SPS SLTC/AASP TC Webinar: Conversational Speech Processing and Recognition: Speech Separation, End-to-End Modeling, and Speaker Diarization

Date: 23 July 2024
Time: 1:00 PM ET (New York Time)
Presenter(s): Dr. Takuya Yoshioka

Abstract

Recognizing conversational speech involves processing multi-talker human-to-human communications. It requires overcoming various challenges resulting from dealing with natural conversations, promoting progress in various topics, including speech separation, end-to-end modeling, speaker diarization, and utilizing self-supervised models, to name a few. This webinar will introduce recent research advances in these domains as well as insights gained from applications of these methods to real-world commercial scenarios.

Biography

Takuya Yoshioka

Takuya Yoshioka received the B.Eng., M.Inf., and Ph.D. degrees in informatics from Kyoto University, Kyoto, Japan, in 2004, 2006, and 2010, respectively.

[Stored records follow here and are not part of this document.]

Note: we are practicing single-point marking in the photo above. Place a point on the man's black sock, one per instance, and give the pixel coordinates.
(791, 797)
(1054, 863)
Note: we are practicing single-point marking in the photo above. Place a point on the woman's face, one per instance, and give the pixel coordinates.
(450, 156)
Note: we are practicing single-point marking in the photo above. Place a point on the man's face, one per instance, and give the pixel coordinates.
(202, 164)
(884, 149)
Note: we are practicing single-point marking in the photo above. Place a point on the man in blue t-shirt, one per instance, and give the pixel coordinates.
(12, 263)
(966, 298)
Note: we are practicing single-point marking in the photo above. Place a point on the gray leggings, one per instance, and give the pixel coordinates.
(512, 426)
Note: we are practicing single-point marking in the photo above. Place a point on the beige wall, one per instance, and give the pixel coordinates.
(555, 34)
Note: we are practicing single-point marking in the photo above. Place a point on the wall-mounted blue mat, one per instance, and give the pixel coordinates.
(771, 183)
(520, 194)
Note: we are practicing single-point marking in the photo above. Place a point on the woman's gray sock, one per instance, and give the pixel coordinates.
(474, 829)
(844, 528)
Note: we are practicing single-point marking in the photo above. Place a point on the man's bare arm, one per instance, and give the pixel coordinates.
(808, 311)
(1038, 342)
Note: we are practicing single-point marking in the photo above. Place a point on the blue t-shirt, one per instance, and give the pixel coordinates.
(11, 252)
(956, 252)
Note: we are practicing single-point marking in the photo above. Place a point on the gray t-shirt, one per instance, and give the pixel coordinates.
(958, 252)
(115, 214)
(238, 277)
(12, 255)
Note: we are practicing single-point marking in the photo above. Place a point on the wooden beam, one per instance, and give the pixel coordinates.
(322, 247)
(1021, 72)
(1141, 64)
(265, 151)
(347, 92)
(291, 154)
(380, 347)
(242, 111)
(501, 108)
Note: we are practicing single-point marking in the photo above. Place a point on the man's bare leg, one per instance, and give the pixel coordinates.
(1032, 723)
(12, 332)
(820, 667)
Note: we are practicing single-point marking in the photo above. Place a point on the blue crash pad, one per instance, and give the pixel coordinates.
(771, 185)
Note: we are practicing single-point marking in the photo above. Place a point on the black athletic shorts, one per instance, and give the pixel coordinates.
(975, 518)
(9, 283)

He has been the Director of Research at Assembly AI Inc., US, since 2023, leading the company's model and algorithm development efforts, encompassing ASR, speaker diarization, and NLP. Prior to joining AssemblyAI, he led a research team at Microsoft Azure Cognitive Services Research, developing technologies for speech enhancement, speech generation, meeting transcription, and speaker diarization. Before this role, he conducted research in speech processing at Microsoft Research and NTT Communication Science Laboratories for more than 10 years.

Dr. Yoshioka received the Conference Best Paper Award for Industry from IEEE SPS in 2022 and led a winning team of the CHiME-3 Challenge in 2015.